First and only edition. One of 5000 copies. Introduction by A. Lunacharsky.
The book was published soon after its author Alexander Kugel (1864-1928) had passed away. A theatrical critic, editor-in-chief of the magazine ‘Theater and Art’ (1897-1918) and founder of the cabaret ‘False Mirror’, he accompanied experimental Russian theater from the pre-revolutionary period to the 1920s. He had a lot to say about actors, directors, tendencies and changes in performing.
As he wrote, “The history of Russian theater had no peculiar figures comparing with V. Meyerhold. For 25 years, we have been talking about him incessantly: before the 1905 Revolution, after that, during World War I, after the overthrow of tsarism, under military communism and NEP”. Since the very first performances of Meyerhold as an actor, Kugel watched him and could characterize his activity and ideas.

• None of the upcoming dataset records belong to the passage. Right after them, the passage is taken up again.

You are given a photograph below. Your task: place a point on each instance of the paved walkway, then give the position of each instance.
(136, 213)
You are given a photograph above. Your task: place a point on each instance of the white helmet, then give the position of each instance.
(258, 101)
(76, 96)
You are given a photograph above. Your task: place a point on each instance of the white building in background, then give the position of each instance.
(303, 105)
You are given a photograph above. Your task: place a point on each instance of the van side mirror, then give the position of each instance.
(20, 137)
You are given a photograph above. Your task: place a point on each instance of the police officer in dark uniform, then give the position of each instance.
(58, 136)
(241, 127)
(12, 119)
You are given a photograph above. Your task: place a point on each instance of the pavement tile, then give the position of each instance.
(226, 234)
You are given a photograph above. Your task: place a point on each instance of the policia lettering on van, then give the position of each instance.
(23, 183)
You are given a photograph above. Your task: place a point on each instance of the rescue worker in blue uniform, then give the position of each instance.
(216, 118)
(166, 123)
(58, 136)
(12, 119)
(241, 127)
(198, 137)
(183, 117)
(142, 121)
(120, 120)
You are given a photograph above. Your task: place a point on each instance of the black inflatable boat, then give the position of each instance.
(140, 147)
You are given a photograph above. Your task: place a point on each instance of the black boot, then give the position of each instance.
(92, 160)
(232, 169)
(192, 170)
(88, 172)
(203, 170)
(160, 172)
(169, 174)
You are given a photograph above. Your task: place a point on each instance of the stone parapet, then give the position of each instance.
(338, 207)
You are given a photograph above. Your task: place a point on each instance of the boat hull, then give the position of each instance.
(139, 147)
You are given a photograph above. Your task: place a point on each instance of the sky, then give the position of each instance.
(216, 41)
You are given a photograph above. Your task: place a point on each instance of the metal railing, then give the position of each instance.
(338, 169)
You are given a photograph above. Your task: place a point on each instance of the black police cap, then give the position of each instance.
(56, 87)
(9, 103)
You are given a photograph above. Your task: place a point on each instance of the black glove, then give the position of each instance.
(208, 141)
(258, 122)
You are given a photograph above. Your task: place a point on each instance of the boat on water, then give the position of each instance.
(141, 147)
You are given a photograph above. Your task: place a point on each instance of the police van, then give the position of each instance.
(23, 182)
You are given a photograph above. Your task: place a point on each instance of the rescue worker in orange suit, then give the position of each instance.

The edition includes nine articles overviewing separate actors P. Orlenev, Iu. Iur’ev, V. Kachalov, N. Monakhov, A. Iuzhin, critics A. Urusov and A. Bazhenov, Jewish theater and the whole mass of A. Chekhov’s works, staged and might be performed. He presented an ‘old’ understanding Chekhov, while his commentator Isaak Turkel’taub (1890-shot in 1938) mentioned that socialist re-evaluation of Chekhov’s plays had already begun in the late 1920s and they were waiting for “the right social analyses of these works”.
Kugel called himself a «taster» of any national theater. Contrary to the admiration of Meyerhold and Chekhov, he criticized contemporary Jewish theater and A. Granovskii’s stagings, indicating a lack of national culture. Turkel’taub, who was a member of Jewish communist party in the 1910s, disagreed with Kugel’s text about GOSET most of all. He stressed that contemporary Jewish theater needed to be more relevant and more proletarian to build new culture. Thus, one book showed two almost opposite points of view on Soviet Jewish theater.
Worldcat shows copies located in LoC, Princeton, Yale, Columbia, Illinois Universities, Yivo Institute, Hebrew Union and Amherst Colleges.